Roughly a month ago, I was vilified for writing a piece titled: “Will the EndSARS protest change anything?” on October 17, in which I sounded very pessimistic on the outcome of the #EndSARS protests. For some of the people who got in touch, it was wrong for me to pre-empt the laudable attempt by the young people in Nigeria to finally rise up and attempt to make their voices heard in a peaceful manner, as they tried to explain to the ruling class that they were not finding the situation in the country very palatable.
Incidentally, unlike many previous protests, the #EndSARS movement was not violent.
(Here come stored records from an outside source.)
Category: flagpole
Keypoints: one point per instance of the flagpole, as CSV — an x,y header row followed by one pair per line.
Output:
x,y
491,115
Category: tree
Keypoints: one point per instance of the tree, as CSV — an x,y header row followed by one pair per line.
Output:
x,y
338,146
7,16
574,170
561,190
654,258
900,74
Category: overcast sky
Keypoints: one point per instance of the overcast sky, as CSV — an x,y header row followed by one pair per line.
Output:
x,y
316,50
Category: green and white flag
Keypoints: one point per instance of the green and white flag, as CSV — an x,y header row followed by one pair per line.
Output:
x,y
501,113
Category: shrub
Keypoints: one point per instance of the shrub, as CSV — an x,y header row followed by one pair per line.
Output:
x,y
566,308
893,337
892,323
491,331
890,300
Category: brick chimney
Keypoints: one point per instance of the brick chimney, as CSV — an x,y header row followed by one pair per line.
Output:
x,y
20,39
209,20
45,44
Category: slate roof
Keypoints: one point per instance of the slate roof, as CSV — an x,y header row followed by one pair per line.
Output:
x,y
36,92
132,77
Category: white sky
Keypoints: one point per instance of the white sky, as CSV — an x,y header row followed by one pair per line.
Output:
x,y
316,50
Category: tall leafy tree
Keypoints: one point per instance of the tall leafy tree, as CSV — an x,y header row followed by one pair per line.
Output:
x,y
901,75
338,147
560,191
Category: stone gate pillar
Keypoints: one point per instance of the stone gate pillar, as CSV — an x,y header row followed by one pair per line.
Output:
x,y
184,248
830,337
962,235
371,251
It was a well organised and much disciplined attempt at drawing the government’s attention to their plight.
In fact what was even more impressive was the fact that the movement never had any discernible leaders or leadership structure; but was very well organised and very disciplined agitation by whoever were the silent leaders of the group. Day after day, we were impressed with the way and manner the youngsters comported themselves – cleaning up their waste after every protest day, providing free food and medical care for the numerous activists, and even provisions were made for charging points for phones.
In fact, the peaceful manner they handle their campaign drew the attention of the world to the plight of Nigerians with many notable names, cutting across all spheres, identifying with the #EndSARS campaign. From sports stars like Marcus Rashford (Manchester United), Tammy Abraham (Chelsea), world boxing champion, Anthony Joshua; actor John Boyega and musicians including Estelle, Trey Songz, Chance the Rapper, Beyoncé Knowles, Wizkid and Davido all threw their weight behind the young Nigerians, who had for once placed the nation on the world’s pedestal for the right reason.
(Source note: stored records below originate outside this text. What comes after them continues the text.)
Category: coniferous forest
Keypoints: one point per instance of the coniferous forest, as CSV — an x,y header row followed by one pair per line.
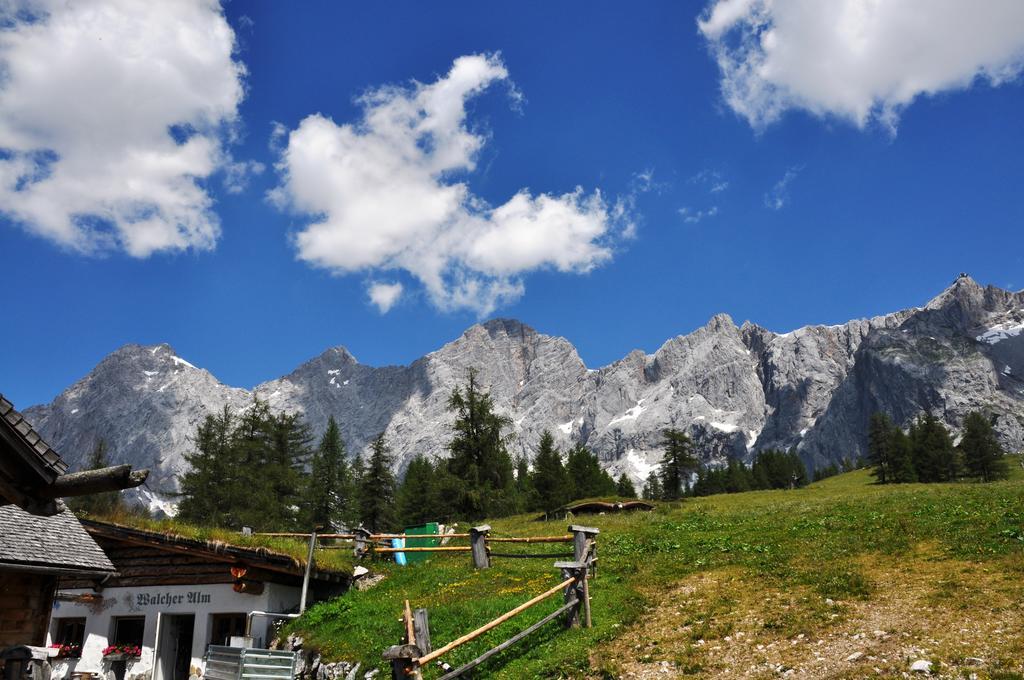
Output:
x,y
264,470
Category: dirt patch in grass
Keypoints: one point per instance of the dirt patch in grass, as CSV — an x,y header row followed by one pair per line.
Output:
x,y
869,618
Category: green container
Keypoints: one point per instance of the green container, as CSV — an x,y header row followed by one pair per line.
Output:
x,y
428,529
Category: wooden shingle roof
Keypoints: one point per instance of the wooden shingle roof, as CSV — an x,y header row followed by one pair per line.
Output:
x,y
32,474
57,544
20,428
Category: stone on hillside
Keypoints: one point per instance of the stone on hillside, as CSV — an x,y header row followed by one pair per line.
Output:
x,y
921,666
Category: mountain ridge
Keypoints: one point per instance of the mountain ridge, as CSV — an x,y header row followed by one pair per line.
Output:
x,y
736,389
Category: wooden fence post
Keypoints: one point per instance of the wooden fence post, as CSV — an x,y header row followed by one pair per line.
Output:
x,y
573,591
402,666
361,539
421,624
478,543
580,538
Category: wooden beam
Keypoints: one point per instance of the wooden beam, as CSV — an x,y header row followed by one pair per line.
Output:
x,y
426,659
85,482
508,643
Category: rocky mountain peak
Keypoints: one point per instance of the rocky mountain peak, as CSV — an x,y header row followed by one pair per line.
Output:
x,y
735,390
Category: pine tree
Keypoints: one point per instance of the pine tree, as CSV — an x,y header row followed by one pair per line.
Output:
x,y
329,492
550,481
983,456
104,504
652,487
738,477
418,494
207,487
287,454
478,454
935,458
524,492
586,477
625,486
246,470
377,489
677,464
797,473
880,447
901,458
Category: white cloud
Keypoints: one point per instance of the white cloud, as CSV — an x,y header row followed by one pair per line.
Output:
x,y
111,116
858,59
238,174
692,216
712,180
778,195
384,295
389,193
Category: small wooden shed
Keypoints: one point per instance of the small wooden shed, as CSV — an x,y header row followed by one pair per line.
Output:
x,y
40,539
The #EndSARS protesters showed the whole world that Nigerians are facing the same problems of bad governance, police brutality and so on and tackling them was more important than tribe and religion, which often made headlines around the world when the tensions exploded in the open in the form of ethnic and religious strife. However, during the first two weeks of the protests there was no such tension showing, as protesters of all tribes stood shoulder to shoulder, to express their displeasure with the way the nation was being governed. One of my lasting and touching memories was when non-Muslims formed a protective wall around their Muslims brothers and sisters in order to allow them hold their Friday jumat prayers in peace. Then on Sunday Christian leaders including Catholics and other faiths showed up at Lekki to hold Sunday service for those who had still kept vigil there. Sadly, the peaceful campaign went up in smoke on the night of Tuesday, October 20, when the military was used to forcibly remove the activists from what had become the epicentre of the #EndSARS protest – the Lekki Tollgate Plaza. Alas, from that night, everything went downhill as a hitherto peaceful protest became violent, after being hijacked by hoodlums and other anti-social miscreants, who unleashed wanton destruction on a scale I never believed I would be alive to see. Not even the massive nationwide ‘Ali Must Go’ riots of 1978 or the Structural Adjustment Programme (SAP) riots of 1989 or the June 12 protests against the military regime of General Sani Abacha produced such large scale destruction. Of course, when the looting and burning finally abated after almost a fortnight, the state governments set up panels of inquiry to look into the various grievances of the people across the land. However, while not pre-empting the outcome of the panels, the comments and actions of various parties to what happened in Lekki is an indication of how the whole saga might eventually end. First the governor of Lagos, Mr Babajide Sanwo-Olu initially gave the impression that the presence of the military on the night of Tuesday had even caught him by surprise. When asked pointedly who gave them (soldiers) the orders to shoot, he insinuated that it was not him because they do not take orders from him. But he had escalated a query to the “highest levels” in order to find out.
Then speaking during an interview session with a CNN’s Becky Anderson on her show, “Connect the World with Becky Anderson programme” on the Monday after the shooting he said both the Federal Government and Lagos State Government would ensure that anyone found culpable in last Tuesday’s shooting at the Lekki Toll Plaza would be held accountable for their actions. “We will be committed to a full investigation of what happened and people would be held accountable. They certainly would be held accountable. We would do everything possible to ensure that they are held accountable,” he said. He also promised that that the Closed Circuit television footage obtained from the Lekki toll plaza will be handed over to the panel of inquiry looking into the shootings. But then the narrative started changing with the military first denying that they were ever at the Toll Plaza.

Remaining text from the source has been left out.